Dass Stalin heute dennoch als starke Persönlichkeit verklärt wird, erklärt sich Andrej Kurkow so: Nach Stalins Diktatur hätten sich viele Russen Besserung erhofft – und wurden enttäuscht. «Die Leute bekamen mehr und mehr Schwierigkeiten im Leben», meint Kurkow. «Dies führte dazu, dass heute viele die Vergangenheit als ‹menschlicher› betrachten.»

Diese Rückbesinnung auf Stalin bekommt auch Auftrieb durch neue Bücher. In russischen Buchhandlungen liegen dieser Tage diverse Biografien über Stalin und seine Anhänger auf, verfasst von pro-kommunistischen Autoren. Diese würden Stalin als guten Krisenmanager darstellen, sagt Kurkow.

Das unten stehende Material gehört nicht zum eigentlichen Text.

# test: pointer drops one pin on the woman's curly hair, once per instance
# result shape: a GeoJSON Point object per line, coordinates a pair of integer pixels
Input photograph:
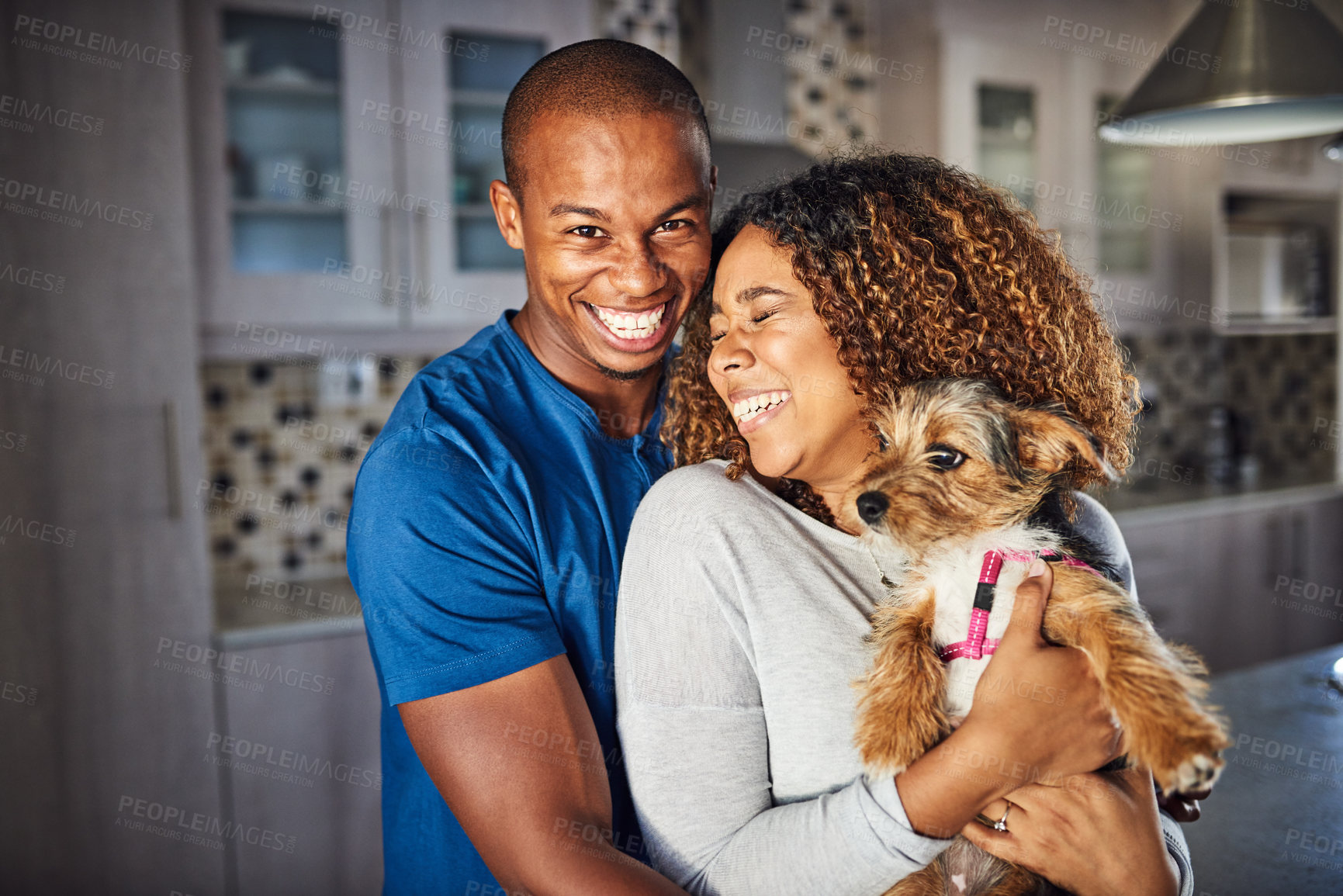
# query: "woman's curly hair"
{"type": "Point", "coordinates": [919, 270]}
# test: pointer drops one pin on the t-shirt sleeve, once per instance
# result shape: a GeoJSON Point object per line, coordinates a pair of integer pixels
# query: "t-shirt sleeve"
{"type": "Point", "coordinates": [697, 750]}
{"type": "Point", "coordinates": [445, 570]}
{"type": "Point", "coordinates": [1095, 523]}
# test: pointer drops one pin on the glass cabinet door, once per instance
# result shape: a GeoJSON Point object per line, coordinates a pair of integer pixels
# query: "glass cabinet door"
{"type": "Point", "coordinates": [299, 205]}
{"type": "Point", "coordinates": [464, 273]}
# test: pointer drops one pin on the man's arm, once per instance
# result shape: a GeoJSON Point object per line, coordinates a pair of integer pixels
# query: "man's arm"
{"type": "Point", "coordinates": [538, 815]}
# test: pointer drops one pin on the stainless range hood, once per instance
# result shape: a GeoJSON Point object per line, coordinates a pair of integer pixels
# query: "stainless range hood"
{"type": "Point", "coordinates": [1245, 71]}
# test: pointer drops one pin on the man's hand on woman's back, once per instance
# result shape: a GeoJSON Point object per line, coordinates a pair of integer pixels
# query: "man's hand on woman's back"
{"type": "Point", "coordinates": [520, 801]}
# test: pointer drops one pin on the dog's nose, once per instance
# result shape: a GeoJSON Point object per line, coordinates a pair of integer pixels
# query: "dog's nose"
{"type": "Point", "coordinates": [872, 505]}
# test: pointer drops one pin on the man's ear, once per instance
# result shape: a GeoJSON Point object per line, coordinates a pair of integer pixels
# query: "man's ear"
{"type": "Point", "coordinates": [508, 213]}
{"type": "Point", "coordinates": [1048, 442]}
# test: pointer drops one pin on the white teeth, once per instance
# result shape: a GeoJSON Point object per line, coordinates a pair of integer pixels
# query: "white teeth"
{"type": "Point", "coordinates": [628, 325]}
{"type": "Point", "coordinates": [756, 405]}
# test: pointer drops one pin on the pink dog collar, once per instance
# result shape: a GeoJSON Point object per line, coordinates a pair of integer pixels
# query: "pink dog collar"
{"type": "Point", "coordinates": [975, 645]}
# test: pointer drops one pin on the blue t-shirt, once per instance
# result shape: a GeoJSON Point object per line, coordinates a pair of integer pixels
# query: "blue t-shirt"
{"type": "Point", "coordinates": [486, 534]}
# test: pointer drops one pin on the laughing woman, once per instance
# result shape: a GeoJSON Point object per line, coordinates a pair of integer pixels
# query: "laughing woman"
{"type": "Point", "coordinates": [744, 606]}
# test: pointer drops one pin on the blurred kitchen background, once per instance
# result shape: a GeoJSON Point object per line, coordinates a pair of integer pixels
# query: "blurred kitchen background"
{"type": "Point", "coordinates": [234, 230]}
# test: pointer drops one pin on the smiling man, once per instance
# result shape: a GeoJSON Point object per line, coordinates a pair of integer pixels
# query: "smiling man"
{"type": "Point", "coordinates": [492, 512]}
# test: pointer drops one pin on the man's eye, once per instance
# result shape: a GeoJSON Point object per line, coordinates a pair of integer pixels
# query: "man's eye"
{"type": "Point", "coordinates": [944, 458]}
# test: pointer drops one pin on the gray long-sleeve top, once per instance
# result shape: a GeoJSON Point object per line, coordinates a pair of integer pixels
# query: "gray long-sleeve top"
{"type": "Point", "coordinates": [740, 628]}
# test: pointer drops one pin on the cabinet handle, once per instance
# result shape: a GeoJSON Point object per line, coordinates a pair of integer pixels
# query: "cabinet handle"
{"type": "Point", "coordinates": [1276, 565]}
{"type": "Point", "coordinates": [1298, 545]}
{"type": "Point", "coordinates": [419, 258]}
{"type": "Point", "coordinates": [172, 460]}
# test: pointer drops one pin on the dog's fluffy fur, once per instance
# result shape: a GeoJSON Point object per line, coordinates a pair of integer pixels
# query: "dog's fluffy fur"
{"type": "Point", "coordinates": [964, 470]}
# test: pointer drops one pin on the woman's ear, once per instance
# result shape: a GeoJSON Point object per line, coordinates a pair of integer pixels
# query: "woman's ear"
{"type": "Point", "coordinates": [1048, 442]}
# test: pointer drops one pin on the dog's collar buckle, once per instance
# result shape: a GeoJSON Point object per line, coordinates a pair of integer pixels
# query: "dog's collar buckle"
{"type": "Point", "coordinates": [977, 644]}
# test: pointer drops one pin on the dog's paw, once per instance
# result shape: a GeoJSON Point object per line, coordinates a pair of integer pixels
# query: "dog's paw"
{"type": "Point", "coordinates": [1197, 773]}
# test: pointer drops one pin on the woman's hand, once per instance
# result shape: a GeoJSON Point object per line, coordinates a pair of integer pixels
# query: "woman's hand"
{"type": "Point", "coordinates": [1096, 835]}
{"type": "Point", "coordinates": [1037, 715]}
{"type": "Point", "coordinates": [1038, 712]}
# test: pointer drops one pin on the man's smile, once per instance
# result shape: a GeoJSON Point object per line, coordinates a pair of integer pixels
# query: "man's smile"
{"type": "Point", "coordinates": [628, 330]}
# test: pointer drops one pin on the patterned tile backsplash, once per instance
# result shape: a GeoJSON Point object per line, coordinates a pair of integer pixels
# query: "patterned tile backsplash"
{"type": "Point", "coordinates": [282, 445]}
{"type": "Point", "coordinates": [832, 74]}
{"type": "Point", "coordinates": [1236, 410]}
{"type": "Point", "coordinates": [284, 438]}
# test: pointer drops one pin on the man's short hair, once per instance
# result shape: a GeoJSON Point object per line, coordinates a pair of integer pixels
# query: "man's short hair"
{"type": "Point", "coordinates": [599, 78]}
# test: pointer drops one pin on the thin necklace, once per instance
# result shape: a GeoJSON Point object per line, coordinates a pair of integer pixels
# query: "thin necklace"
{"type": "Point", "coordinates": [884, 579]}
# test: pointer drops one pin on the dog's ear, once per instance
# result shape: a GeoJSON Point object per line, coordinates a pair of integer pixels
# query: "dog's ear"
{"type": "Point", "coordinates": [1048, 442]}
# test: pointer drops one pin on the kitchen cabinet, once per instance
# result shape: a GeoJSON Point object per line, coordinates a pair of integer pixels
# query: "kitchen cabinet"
{"type": "Point", "coordinates": [299, 758]}
{"type": "Point", "coordinates": [292, 187]}
{"type": "Point", "coordinates": [468, 272]}
{"type": "Point", "coordinates": [369, 215]}
{"type": "Point", "coordinates": [1241, 583]}
{"type": "Point", "coordinates": [1113, 207]}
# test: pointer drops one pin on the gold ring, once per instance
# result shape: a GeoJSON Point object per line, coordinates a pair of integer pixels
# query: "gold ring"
{"type": "Point", "coordinates": [997, 825]}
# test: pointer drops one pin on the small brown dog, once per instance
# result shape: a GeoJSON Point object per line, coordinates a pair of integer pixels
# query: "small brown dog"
{"type": "Point", "coordinates": [968, 486]}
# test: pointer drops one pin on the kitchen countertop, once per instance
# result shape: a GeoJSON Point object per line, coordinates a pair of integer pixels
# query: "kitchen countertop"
{"type": "Point", "coordinates": [259, 611]}
{"type": "Point", "coordinates": [1275, 820]}
{"type": "Point", "coordinates": [1158, 499]}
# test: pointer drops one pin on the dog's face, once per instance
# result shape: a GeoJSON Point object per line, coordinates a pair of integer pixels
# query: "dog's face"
{"type": "Point", "coordinates": [959, 458]}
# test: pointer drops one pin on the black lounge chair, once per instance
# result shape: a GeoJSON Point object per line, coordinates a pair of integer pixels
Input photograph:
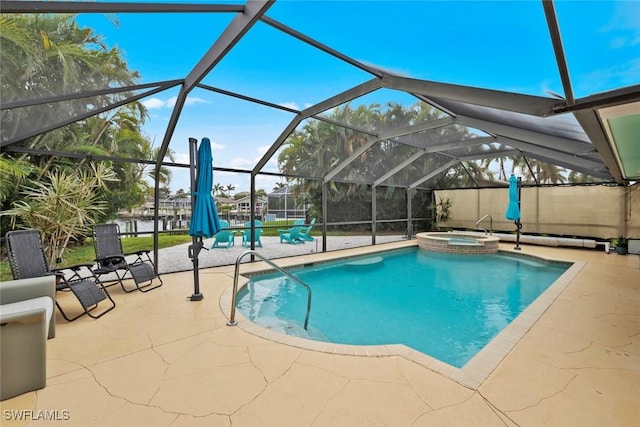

Russland ist nicht an Aufarbeitung interessiert

Ausserdem fehlt in Russland eine richtige Aufarbeitung der diktatorischen Vergangenheit. Anders als etwa in Deutschland, wo von den Nürnberger Prozessen bis hin zu Aufklärungsfilmen viel für die Vergangenheitsbewältigung getan wurde, unterstützt der russische Staat solche Bestrebungen nicht.

Auch Bücher von früheren Dissidenten werden nicht mehr gelesen. «Für russische Ideologen ist es wichtiger, Stalin als Figur des Siegers in der Geschichte zu zeigen», sagt Kurkow. Nicht zuletzt habe die Bevölkerung auch das Interesse an «Gulag»-Geschichten verloren, also am rigorosen Repressionssystem der einstigen Sowjetunion.

Sehnsucht nach einem einfacheren Leben

Noch unter Michail Gorbatschow war dies anders. Gorbatschow, der mit seiner Politik ab Mitte der 1980er Jahre das Ende des Kalten Krieges einleitete, erlaubte die Veröffentlichung von einst verbotenen Büchern. «Die Auflagen solcher Bücher erreichen Millionen», sagt Kurkow. Das Interesse liess aber bald nach.

Audio
Andrej Kurkow im Gespräch mit Michael Luisier
aus Kultur kompakt vom 05.03.2013.
abspielen. Laufzeit 3 Minuten 44 Sekunden.

Mit dem Ende der Sowjetunion und dem neu angebrochenen Zeitalter wurde das Leben der russischen Bevölkerung auf den Kopf gestellt – und komplizierter. «Mitte der 1990er Jahre war das Leben für viele so schwer, dass kein Platz mehr war für Politik und Geschichte», meint Kurkow. Dies ist heute wenig anders und mit ein Grund, dass die Verklärung Stalins wieder Aufschwung erhält.

Allerdings geschieht dies nicht ohne kritische Stimmen: Menschenrechtler, Historiker und die liberale Opposition forderten, den Stalinismus offiziell als Verbrechen einzustufen. Hierzu braucht es allerdings ein Umdenken, nicht zuletzt in der russischen Regierung.